A California judge has just ruled that manufacturers of lead paints and pigments have to pay 10 cities in California $1.1 billion to remediate lead paint used in homes there.

I wrote about this last summer, when the lawsuits first popped up on my radar. And I have to say, I’m surprised at the result. The legal theory under which this suit was brought is pretty novel; after all, as the defense team argued, lead paint was being phased out for home interiors even before World War II, and it was outlawed entirely in 1978. Moreover, it’s basically safe as long as it stays on the walls. It only becomes a problem during renovations, or if your house is poorly maintained. The homeowner, or the landlord, have at least as much responsibility as the paint manufacturers. And the homeowners and landlords are alive, unlike the long-dead men who decided to make paint with lead in it.

An action which, it’s worth pointing out, was legal at the time. In the prewar era, companies understood the hazards of ingesting large amounts of lead, but not necessarily the subtler hazards of ingesting small amounts of aerosolized paint chips. And under the liability standards of the era, as long as the paint you were selling contained what it said it contained, you had no fear of lawsuits; the expansive theories of liability under which the current cases were brought were a mid-century creation.

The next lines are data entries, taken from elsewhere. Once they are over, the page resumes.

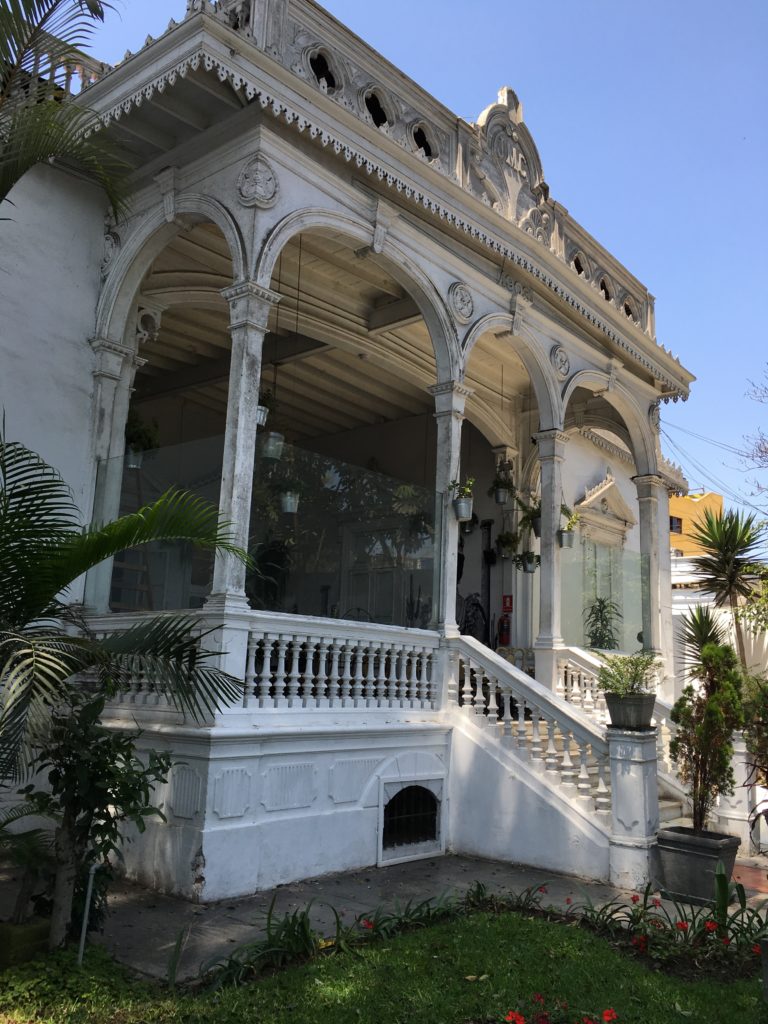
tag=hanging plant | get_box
[516,496,542,539]
[496,530,519,559]
[488,464,515,505]
[256,388,274,428]
[450,478,475,522]
[124,411,159,470]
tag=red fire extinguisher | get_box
[498,612,511,647]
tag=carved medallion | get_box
[648,402,661,431]
[101,229,120,277]
[448,282,474,324]
[550,345,570,379]
[237,154,279,208]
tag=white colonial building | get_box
[3,0,722,900]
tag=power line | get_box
[661,420,748,458]
[660,428,766,516]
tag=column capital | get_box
[534,428,569,459]
[428,380,473,416]
[89,336,136,381]
[632,473,666,497]
[221,280,281,330]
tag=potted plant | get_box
[496,530,519,559]
[256,388,274,428]
[488,467,514,506]
[451,478,475,522]
[584,596,622,650]
[658,642,744,904]
[124,410,159,470]
[262,431,285,461]
[516,550,539,574]
[596,651,659,730]
[516,496,542,539]
[558,504,580,548]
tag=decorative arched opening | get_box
[457,317,559,656]
[382,785,438,850]
[559,377,659,653]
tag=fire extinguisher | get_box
[498,613,511,647]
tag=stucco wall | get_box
[0,164,105,549]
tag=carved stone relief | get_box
[550,345,570,380]
[168,765,202,820]
[448,282,474,323]
[237,154,279,207]
[519,206,552,246]
[213,767,252,819]
[262,763,316,811]
[101,228,120,278]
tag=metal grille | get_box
[383,786,438,848]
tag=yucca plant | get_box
[689,509,766,670]
[0,0,127,216]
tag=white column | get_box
[716,734,755,849]
[633,473,665,656]
[83,337,145,612]
[608,727,660,889]
[207,281,280,611]
[430,381,472,634]
[533,429,568,689]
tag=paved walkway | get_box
[95,853,768,982]
[3,853,767,982]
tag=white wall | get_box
[0,165,106,570]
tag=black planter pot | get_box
[656,826,741,905]
[531,515,542,539]
[603,692,656,731]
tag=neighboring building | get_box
[1,1,697,898]
[668,491,723,556]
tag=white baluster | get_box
[259,635,274,707]
[498,687,512,742]
[559,730,577,793]
[576,740,595,809]
[327,640,341,707]
[545,717,560,775]
[529,709,545,769]
[315,638,330,708]
[286,636,301,707]
[516,698,528,755]
[377,644,389,705]
[418,648,430,708]
[595,756,612,822]
[352,640,365,706]
[363,644,376,708]
[243,634,257,708]
[460,655,473,707]
[340,642,353,706]
[556,660,565,700]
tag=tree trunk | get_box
[730,594,748,671]
[48,822,78,949]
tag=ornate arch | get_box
[462,312,561,432]
[561,369,658,476]
[95,193,247,348]
[253,206,459,381]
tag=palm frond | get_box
[0,0,109,113]
[92,616,244,720]
[0,100,128,217]
[690,509,764,606]
[678,604,728,660]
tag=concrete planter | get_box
[604,692,656,731]
[656,825,741,905]
[452,496,473,521]
[557,529,575,548]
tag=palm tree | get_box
[689,508,765,670]
[0,0,126,216]
[0,431,249,783]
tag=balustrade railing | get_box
[243,615,440,711]
[449,636,611,822]
[556,648,608,723]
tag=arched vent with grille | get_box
[382,785,438,849]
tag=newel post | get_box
[607,727,660,889]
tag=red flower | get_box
[652,898,661,907]
[705,920,718,933]
[505,1013,526,1024]
[361,918,374,930]
[630,894,640,904]
[538,885,548,894]
[721,937,731,947]
[675,921,689,932]
[753,944,762,955]
[533,994,545,1004]
[602,1011,618,1023]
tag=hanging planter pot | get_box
[521,551,537,574]
[558,529,575,548]
[494,486,510,505]
[262,432,285,460]
[453,496,473,522]
[125,447,143,471]
[279,491,300,514]
[531,515,542,539]
[256,405,269,428]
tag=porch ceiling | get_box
[133,225,534,441]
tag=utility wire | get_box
[661,420,748,458]
[660,428,766,516]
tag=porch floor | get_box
[3,852,765,981]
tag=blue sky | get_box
[90,1,768,512]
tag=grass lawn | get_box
[1,911,766,1024]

As Walter Olson of the Cato Institute noted to me in an e-mail, “Many of the key business decisions being sued over took place closer to Abraham Lincoln's time than to our own, and if the companies had gone to twenty leading lawyers of the day and asked, `could this ever lead to nuisance liability under such-and-such facts' would have been told `of course not.'" Can you really sue a company for doing something that was well within the law? Or, as in one case, a company that bought a company that did something that was well within the law? As Olson points out, “when ConAgra bought Beatrice Foods, most business observers never even realized there was the tiny sliver of a paint company in there among the household food brands, but that one little sliver of successor liability could far exceed the then-value of all the rest.”

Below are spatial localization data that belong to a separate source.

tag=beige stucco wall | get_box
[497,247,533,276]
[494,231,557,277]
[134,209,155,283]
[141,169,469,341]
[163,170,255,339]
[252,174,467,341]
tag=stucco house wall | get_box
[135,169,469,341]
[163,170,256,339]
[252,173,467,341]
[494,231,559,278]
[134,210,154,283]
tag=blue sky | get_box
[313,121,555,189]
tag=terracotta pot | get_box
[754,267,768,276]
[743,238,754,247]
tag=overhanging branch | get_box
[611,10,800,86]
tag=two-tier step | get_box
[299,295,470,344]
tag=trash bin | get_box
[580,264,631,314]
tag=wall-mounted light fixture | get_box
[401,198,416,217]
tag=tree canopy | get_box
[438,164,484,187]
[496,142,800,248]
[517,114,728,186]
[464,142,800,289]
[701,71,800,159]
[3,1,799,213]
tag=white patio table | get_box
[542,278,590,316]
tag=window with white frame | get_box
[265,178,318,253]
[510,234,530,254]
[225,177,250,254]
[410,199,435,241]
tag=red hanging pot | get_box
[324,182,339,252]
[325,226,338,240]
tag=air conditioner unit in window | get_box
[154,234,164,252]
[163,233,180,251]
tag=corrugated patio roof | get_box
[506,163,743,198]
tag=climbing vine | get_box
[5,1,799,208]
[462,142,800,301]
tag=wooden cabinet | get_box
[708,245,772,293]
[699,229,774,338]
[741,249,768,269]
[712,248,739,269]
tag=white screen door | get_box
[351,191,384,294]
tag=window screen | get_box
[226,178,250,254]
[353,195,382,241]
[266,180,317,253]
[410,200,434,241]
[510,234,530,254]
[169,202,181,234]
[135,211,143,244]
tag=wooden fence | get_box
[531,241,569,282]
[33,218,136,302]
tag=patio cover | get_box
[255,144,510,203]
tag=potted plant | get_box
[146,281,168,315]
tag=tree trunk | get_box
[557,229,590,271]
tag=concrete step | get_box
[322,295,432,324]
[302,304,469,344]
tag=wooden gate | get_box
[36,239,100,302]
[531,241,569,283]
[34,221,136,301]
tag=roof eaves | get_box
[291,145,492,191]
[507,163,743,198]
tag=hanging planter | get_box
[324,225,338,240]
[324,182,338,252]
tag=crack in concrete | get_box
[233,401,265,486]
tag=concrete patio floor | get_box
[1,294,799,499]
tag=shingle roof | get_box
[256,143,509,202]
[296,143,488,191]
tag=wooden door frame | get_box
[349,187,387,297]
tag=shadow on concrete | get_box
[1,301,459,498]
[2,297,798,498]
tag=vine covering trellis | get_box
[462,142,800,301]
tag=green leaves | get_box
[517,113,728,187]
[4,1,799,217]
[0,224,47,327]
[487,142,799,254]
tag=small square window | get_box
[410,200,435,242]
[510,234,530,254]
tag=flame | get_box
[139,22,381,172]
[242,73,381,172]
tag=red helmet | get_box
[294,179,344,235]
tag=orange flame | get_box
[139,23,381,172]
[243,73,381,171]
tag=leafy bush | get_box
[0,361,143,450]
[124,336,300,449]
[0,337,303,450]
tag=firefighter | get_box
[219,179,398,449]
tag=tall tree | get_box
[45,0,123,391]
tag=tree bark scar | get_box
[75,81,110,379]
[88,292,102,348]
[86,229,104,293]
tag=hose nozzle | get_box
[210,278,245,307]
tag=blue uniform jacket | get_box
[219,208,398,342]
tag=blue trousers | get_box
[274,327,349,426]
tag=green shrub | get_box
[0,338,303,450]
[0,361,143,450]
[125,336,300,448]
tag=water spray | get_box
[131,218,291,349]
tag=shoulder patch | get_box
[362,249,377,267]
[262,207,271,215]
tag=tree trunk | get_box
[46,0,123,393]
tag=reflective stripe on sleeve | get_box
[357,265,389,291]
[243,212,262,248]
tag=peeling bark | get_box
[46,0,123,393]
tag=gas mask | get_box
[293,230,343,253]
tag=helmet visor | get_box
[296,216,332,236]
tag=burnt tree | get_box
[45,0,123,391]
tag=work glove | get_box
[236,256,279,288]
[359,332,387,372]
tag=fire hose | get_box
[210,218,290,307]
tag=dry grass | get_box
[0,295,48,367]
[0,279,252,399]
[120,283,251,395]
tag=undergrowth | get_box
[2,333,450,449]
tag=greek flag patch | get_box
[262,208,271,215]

If these sorts of cases become widespread, we could see something like what happened with asbestos, where every company that ever touched asbestos, or a company that used it in their products, ended up bankrupt. That’s not the most likely outcome -- the verdict may well be overturned on appeal, and even if it isn’t, the law in other states won’t necessarily be so friendly to this sort of suit. But it’s worth watching. If this theory of liability stands -- and spreads -- paint manufacturers could be in big trouble.